Boston Mayor Michelle Wu and Governor-elect Maura Healey said Tuesday they’re ready to collaborate on pressing issues like housing, transportation and addiction.

What exactly those state-city partnerships will look like, though, remains an open question after the two leaders met in City Hall for their first in-person dialogue since Healey was elected governor last month.

“I know this will be the first of many meetings, many regular meetings and conversations, because that partnership between the city and the state is so, so important,” Healey said after meeting privately with Wu in the mayor’s office. “And it was interesting in speaking because so many of the issues that we confront at the state level are issues that the city of Boston confronts as well.”

Wu and Healey are both Democrats, and Wu endorsed Healey for governor, saying in July that she looked “forward to working alongside Maura to make housing more affordable, improve our public transit system, invest in public education and deliver on a Boston Green New Deal with our communities.”

Many of Wu’s big-picture policy goals, like eliminating transit fares or reinstituting rent control in Boston, would require state approval — and buy-in from the next governor could improve their odds on Beacon Hill.

On rent control, Healey said she believes it's “up to communities to decide.” That position marks a shift from outgoing Gov. Charlie Baker, who generally opposes it.

Massachusetts has had a statewide ban on rent control on the books since voters passed one at the ballot in 1994. Wu has said she wants to put a home-rule bill before the Legislature early next year that would allow Boston to put a rent control policy in place.

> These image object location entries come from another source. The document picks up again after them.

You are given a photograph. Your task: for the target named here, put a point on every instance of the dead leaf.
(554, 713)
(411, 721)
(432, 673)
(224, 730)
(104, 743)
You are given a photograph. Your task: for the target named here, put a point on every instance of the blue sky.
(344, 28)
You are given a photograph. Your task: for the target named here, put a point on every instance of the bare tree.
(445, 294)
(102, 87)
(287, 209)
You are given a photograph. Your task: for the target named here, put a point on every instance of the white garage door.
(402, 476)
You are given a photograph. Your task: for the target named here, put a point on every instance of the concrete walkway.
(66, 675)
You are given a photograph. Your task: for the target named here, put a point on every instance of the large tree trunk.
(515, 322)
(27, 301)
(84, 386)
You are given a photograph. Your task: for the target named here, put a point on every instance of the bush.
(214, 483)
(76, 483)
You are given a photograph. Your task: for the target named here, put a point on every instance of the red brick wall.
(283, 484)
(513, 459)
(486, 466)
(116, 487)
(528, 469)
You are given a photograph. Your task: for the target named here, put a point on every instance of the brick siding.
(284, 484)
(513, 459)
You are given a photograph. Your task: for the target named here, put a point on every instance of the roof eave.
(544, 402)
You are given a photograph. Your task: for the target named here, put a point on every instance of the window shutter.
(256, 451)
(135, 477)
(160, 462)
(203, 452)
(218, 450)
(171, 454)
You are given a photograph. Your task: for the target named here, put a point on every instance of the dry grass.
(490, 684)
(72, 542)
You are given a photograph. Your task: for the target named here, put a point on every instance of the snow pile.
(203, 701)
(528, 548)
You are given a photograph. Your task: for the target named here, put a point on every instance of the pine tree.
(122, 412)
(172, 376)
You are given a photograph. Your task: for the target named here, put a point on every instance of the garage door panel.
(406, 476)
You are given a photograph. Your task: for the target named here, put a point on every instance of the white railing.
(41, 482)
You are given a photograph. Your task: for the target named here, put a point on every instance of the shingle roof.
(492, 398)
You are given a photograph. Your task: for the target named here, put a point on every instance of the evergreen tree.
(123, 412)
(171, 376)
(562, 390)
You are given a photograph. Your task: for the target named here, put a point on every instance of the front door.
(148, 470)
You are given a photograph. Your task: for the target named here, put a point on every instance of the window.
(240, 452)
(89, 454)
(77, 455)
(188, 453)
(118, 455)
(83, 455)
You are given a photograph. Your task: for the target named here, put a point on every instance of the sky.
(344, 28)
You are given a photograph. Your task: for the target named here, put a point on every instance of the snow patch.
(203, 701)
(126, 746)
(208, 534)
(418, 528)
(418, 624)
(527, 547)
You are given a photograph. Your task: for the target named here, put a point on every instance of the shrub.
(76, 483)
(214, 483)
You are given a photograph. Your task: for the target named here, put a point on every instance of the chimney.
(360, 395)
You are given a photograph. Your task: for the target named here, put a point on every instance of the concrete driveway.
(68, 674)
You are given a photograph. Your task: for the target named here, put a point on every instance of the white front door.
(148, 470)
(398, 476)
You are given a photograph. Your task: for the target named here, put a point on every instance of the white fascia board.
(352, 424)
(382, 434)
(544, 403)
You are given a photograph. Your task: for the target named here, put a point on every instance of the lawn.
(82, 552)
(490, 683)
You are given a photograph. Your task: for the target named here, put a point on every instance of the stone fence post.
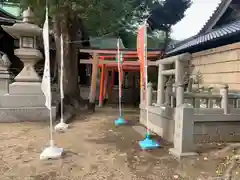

“Our goal is to really present all of the research and the conversations and data and thinking that is behind our policy and make the case that this is what we need in this moment in the city of Boston, and then work and engage the state at that moment,” Wu said Tuesday.

Wu and Baker have been at odds lately over the substance use and homelessness crises centered around the intersection of Massachusetts Avenue and Melnea Cass Boulevard. Wu has called for the state to step up to help, while Baker and his team say they’ve provided significant funding and that the city should do more to address the sale of illicit drugs there.

Healey didn’t say whether she thinks the state should be doing more to help out at Mass. and Cass, calling it a “subject of ongoing discussion.”

“What’s important here is that teams are talking — the state team talking with the team here in the city of Boston, working with other towns and cities around the state, making sure that there is a ready flow of information," she said. "And then together we’ll figure out what we need to do when it comes to housing and treatment and options. It’s all about communication and it is about partnership.”

Wu agreed that communication will be key. “I think we have a partner here and with every policy, it ends up — the success of our implementation ends up being about the day-to-day conversations, communications on the ground and the nitty-gritty details of how to move things forward,” she said.